Life as we blow it: St. Pete's evolving identity

click to enlarge ANOTHER KIND OF DIVE: The Hollander’s hot new outdoor space. - the hollander via facebook
the hollander via facebook
ANOTHER KIND OF DIVE: The Hollander’s hot new outdoor space.


This past weekend, I was privy to quite a bit of conversation about the news that hip St. Pete boutique hotel The Hollander is opening its gorgeous new pool to the general public.

Non-guests may rent a poolside cabana for up to seven people at $25 per hour, for a minimum of four hours. Which basically means a $100 cover charge for you or your group if you’re not staying at The Hollander.

I heard and read a wide variety of opinions regarding whether or not this constituted a “fair” price. Some think it’s quite reasonable for a group splitting the tab. Others say it’s too steep, considering that many of the people who use the pool will also be spending liberally at the bar.

All of which, of course, is opinion, and nothing more. The Hollander is free to charge whatever it wants for the use of what is inarguably a beautiful and expensive addition to its property, and the market will decide.

What’s true, though, is that this is something of a new model for St. Pete — one characteristic of generally more affluent towns than the ’Burg, like Vegas. And, given that some citizens see the city’s personality more accurately expressed by, say, the Tweed Ride than, say, bottle service at the club, there are going to be people who automatically consider stuff like $100 poolside cabanas to be “not very St. Pete.”

But what does “very St. Pete” even mean anymore? Hollander GM Nick Herring says the definition is evolving.

"St. Pete is changing so fast, and so much," he says.

Herring has a point. We’ve got Sundial. We’ve got more luxury condos going up. (We’ve also got idiots moving into a vibrant, bustling downtown and demanding it be less vibrant and less bustling.) St. Petersburg, particularly downtown, is in flux, and while it would be nice to assume that the community will decide for itself what it wants to be, we all know that once the cash starts flowing, the influence of those without it tends to narrow.
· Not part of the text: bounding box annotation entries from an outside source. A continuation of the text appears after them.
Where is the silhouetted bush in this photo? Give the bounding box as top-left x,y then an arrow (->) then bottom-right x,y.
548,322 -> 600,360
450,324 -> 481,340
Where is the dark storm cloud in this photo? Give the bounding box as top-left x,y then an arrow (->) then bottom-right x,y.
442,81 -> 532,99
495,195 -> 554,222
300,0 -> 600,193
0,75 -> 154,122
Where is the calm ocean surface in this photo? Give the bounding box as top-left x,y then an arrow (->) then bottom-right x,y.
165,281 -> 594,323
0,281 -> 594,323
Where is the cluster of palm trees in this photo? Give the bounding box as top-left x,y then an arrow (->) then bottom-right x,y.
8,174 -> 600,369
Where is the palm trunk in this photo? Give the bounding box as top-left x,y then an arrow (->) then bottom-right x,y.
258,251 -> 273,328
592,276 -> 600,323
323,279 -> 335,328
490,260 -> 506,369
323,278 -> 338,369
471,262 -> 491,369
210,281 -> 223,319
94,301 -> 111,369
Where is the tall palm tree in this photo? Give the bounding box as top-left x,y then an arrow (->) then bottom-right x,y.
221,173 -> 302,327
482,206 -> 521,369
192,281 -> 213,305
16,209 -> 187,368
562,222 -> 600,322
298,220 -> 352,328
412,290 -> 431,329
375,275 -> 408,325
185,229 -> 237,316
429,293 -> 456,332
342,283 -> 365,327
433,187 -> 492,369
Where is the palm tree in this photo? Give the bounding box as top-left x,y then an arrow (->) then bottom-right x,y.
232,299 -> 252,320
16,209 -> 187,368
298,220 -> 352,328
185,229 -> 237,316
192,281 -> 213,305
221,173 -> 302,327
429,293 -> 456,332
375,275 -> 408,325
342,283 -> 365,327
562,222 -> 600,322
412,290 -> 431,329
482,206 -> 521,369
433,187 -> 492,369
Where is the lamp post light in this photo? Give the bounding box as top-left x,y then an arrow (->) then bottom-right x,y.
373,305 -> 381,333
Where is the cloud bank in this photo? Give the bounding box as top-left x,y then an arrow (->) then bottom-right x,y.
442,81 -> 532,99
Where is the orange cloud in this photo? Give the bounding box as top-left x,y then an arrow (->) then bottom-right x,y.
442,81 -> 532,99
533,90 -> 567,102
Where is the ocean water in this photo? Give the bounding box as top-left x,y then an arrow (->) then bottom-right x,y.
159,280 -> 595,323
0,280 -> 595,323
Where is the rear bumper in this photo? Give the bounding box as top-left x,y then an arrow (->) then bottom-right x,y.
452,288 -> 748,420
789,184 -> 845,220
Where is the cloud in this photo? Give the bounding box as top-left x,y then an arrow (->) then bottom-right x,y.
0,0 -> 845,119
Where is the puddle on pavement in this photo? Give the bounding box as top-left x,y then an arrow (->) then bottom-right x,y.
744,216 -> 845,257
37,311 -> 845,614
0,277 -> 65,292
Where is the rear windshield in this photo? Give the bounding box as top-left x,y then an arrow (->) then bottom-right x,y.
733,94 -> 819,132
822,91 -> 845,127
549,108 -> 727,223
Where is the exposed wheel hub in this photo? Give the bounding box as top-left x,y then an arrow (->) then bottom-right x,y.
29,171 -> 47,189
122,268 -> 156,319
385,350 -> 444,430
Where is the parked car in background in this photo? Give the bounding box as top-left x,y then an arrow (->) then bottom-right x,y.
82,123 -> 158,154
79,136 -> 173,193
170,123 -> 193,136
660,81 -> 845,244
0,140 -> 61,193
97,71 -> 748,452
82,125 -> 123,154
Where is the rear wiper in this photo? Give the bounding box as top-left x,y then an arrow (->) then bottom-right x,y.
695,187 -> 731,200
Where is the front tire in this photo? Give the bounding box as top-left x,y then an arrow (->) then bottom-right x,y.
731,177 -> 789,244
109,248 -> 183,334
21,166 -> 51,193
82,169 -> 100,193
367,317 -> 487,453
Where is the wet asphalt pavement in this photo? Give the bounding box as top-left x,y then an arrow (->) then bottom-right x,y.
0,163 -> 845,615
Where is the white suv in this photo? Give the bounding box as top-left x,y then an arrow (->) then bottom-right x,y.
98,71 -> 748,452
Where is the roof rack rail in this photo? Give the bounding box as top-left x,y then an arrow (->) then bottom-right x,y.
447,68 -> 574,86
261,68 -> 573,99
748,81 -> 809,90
Maybe there's room for everyone's idea of St. Pete. After all, as Herring says, evolution is an integral part of progress:

"Everything grows and changes, we grow and change as people. You don't stay 21 forever ...I think it's only going to get better."

So let's not rail blindly against any sort of change. I would just ask the residents of St. Petersburg, old and new, to remember who made the city’s current cultural renaissance possible, who set the stage in the first place:

Broke-ass folks.

Broke-ass folks talked the bars into hosting live music. Broke-ass folks mortgaged their lives to set up independent businesses in the Central Avenue storefronts that were abandoned when the Rays didn’t bring downtown to life overnight. Broke-ass folks painted the city, and learned to brew beer at home through trial and error, and worked 60-hour weeks at shitty restaurants until they could open their own great ones.

And it’ll be broke-ass folks who leave St. Pete and start again somewhere else if it ever becomes too expensive for them to create their own fun. And what will be "very St. Pete" then?